Пинт увидел, что ноги у Ружецкого заплелись невероятным узлом, совсем как несколько часов назад, когда они вышли с Шерифом покурить во дворик больницы. Тогда Шериф был еще жив, и двор не был усеян кучками грязи, как сейчас. Тогда все было по-другому.
Ему показалось, что и Ружецкий упал как-то по-другому. Он не выставил руки, чтобы смягчить падение, не постарался сжаться в комок… Он даже не вскрикнул. Он просто упал на бегу, как подкошенный: солдат, сраженный пулей.
Сверток, который он прижимал к груди, вырвался и, пролетев несколько метров по воздуху, упал рядом с чудовищем, любившим плотно закусить на ночь.
Близость свертка оказала на существо из грязи необычное действие: бабушка Пинта говорила в таких случаях: «шарахается, как черт от ладана».

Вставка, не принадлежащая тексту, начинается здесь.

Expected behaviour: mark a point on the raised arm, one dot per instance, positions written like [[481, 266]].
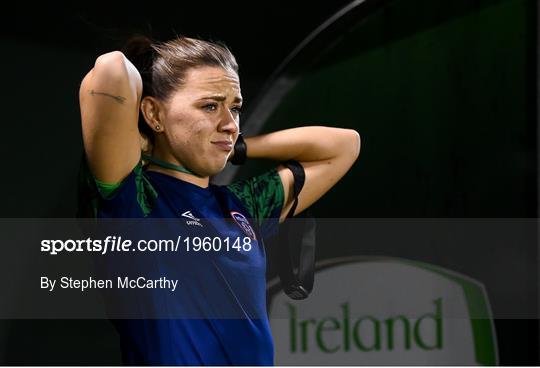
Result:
[[109, 100], [325, 153]]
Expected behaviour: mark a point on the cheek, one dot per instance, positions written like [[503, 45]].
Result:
[[188, 133]]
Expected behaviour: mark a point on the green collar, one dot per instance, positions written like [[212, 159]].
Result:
[[168, 165]]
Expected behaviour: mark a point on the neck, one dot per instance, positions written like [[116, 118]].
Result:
[[200, 182], [179, 174]]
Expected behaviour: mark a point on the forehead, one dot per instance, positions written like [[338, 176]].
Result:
[[211, 80]]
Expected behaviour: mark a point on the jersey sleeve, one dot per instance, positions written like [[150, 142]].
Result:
[[263, 196], [132, 197]]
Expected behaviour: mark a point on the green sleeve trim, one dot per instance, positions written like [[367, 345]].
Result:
[[262, 195], [146, 193], [105, 189], [91, 189]]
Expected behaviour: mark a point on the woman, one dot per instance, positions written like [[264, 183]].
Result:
[[179, 102]]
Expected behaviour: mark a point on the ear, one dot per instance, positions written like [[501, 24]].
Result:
[[152, 110]]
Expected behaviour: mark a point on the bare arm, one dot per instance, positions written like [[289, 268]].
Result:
[[109, 100], [325, 153]]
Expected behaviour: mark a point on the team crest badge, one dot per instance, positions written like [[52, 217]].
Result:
[[242, 221]]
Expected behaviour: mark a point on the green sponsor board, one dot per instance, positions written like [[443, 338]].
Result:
[[385, 311]]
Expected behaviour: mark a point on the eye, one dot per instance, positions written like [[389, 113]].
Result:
[[210, 107], [237, 110]]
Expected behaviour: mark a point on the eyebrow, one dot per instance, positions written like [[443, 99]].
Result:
[[221, 98]]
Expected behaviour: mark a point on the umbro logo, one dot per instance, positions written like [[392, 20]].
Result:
[[188, 214], [193, 220]]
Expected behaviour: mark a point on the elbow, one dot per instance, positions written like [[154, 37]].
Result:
[[112, 65], [110, 59], [355, 143]]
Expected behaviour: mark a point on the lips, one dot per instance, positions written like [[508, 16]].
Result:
[[224, 145]]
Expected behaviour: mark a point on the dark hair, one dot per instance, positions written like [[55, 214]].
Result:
[[163, 65]]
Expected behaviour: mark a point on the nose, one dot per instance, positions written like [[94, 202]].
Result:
[[228, 123]]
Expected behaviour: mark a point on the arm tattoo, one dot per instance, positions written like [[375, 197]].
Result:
[[119, 99]]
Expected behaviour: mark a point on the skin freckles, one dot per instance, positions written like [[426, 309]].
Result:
[[199, 120]]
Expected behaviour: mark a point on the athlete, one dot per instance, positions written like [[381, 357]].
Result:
[[158, 120]]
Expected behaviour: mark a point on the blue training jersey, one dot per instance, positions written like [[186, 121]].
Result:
[[221, 295]]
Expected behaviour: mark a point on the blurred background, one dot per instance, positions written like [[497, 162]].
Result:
[[443, 93]]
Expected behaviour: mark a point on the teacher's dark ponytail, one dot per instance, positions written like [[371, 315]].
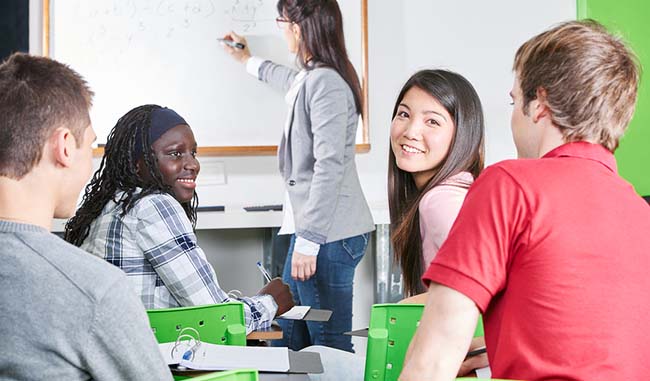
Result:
[[322, 41]]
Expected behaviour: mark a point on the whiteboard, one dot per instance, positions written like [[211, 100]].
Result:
[[165, 52]]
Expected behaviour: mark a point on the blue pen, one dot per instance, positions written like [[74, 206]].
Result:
[[263, 271]]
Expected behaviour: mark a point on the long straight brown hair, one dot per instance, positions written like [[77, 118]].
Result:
[[466, 153], [322, 41]]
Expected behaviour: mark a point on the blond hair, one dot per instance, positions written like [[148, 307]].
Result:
[[590, 78]]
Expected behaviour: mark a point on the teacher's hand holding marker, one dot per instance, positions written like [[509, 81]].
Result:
[[326, 213], [236, 46]]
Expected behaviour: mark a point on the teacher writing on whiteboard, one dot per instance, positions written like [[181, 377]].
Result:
[[325, 210]]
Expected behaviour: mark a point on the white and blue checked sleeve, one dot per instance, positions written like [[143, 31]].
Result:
[[168, 242]]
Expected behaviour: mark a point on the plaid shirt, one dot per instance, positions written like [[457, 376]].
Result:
[[155, 246]]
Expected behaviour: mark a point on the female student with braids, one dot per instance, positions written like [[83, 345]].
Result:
[[325, 209], [139, 210]]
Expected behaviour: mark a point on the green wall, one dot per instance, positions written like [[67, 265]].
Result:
[[630, 18]]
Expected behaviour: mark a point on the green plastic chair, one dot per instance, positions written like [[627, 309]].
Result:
[[231, 375], [216, 323], [392, 327]]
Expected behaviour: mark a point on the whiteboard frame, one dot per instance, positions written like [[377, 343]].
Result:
[[362, 147]]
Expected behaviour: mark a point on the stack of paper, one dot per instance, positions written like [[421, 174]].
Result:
[[296, 313], [224, 357]]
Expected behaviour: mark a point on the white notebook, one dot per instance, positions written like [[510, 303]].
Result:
[[296, 313], [226, 357]]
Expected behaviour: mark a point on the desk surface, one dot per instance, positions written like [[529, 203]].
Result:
[[272, 333], [235, 217]]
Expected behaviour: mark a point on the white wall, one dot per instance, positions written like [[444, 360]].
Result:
[[475, 38]]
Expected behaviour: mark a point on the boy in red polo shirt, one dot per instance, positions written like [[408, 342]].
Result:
[[554, 249]]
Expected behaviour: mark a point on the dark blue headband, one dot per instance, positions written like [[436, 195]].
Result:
[[162, 120]]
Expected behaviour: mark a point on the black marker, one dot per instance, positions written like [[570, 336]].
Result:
[[231, 43], [475, 352]]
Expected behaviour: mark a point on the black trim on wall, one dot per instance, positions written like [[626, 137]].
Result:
[[14, 27]]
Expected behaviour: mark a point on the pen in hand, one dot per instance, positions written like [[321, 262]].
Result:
[[263, 271], [231, 43]]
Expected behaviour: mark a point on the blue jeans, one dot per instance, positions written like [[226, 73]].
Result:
[[330, 289]]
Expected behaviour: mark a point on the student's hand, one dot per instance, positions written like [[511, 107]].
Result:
[[415, 299], [475, 362], [281, 294], [241, 55], [303, 266]]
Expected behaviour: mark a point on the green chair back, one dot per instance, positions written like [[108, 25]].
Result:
[[231, 375], [216, 323], [392, 327]]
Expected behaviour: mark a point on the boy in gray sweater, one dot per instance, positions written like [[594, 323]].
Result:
[[65, 315]]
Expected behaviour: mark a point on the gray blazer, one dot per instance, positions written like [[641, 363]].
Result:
[[317, 159]]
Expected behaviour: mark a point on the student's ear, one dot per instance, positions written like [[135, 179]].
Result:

Черная капля забулькала, на ее поверхности появилось множество небольших вулканчиков, извергающих грязь, чудовище задымилось и завизжало. Пинт даже не услышал этот визг, он ощутил его. Впечатление было такое, словно холодный ветер разворошил волосы и хотел сорвать пиджак. Это продолжалось одно короткое мгновение. Все закончилось очень быстро: под ногами Пинта лежала обычная лужа, высохшая в полуденную летнюю жару. Просто лужа.
Пинт подошел и взял сверток.
Он посмотрел вокруг и не увидел ничего, кроме догорающих домов и засохшей грязи, лежавшей комочками здесь и там.
Полоска неба на востоке стала светлее. Близился рассвет.
Пинт развернулся и, сунув сверток под мышку, медленно побрел по Центральной улице к пограничному столбу с проржавевшей по краям табличкой: «Горная Долина». Горной Долины больше не было, и Пинт стал уже сомневаться, а была ли она вообще.
Тишина, непроницаемая и пустая тишина опустилась на мир, накрыла пространство от горизонта до горизонта прозрачным стеклянным колпаком. Пинт не слышал даже своих шагов, ничего, кроме тихого мелодичного пения неведомой птички. Маленькой коричневой птички с оранжевым хохолком и острым клювом. Птички, поющей на границе между СВЕТОМ и ТЬМОЙ. Той птички, которую сестры Воронцовы называли «читой».
И Пинт шел на ее пение, пробиваясь к СВЕТУ.
Он крепко прижимал к сердцу сверток. И ему не нужно было разворачивать его, чтобы понять, что там лежит. Толстая тетрадь в обложке из черной кожи, скрепленная черным кожаным шнурком. На обложке — наполовину стершиеся золотые буквы. «История Горной Долины».
У любой загадки есть ответ. У этой загадки — плохой ответ.
Ответ, который ему предстояло найти. И он знал, что найдет. Обязательно найдет. Потому что в свертке была еще маленькая черно-белая фотография размером три на четыре. Шестая.
На обороте ничего не было написано, да это было и ни к чему. Чистое, спокойное лицо девушки с ясными глазами.
ЗНАК.
Ибо в мире нет ничего, кроме ЗНАКОВ. Надо только уметь их читать.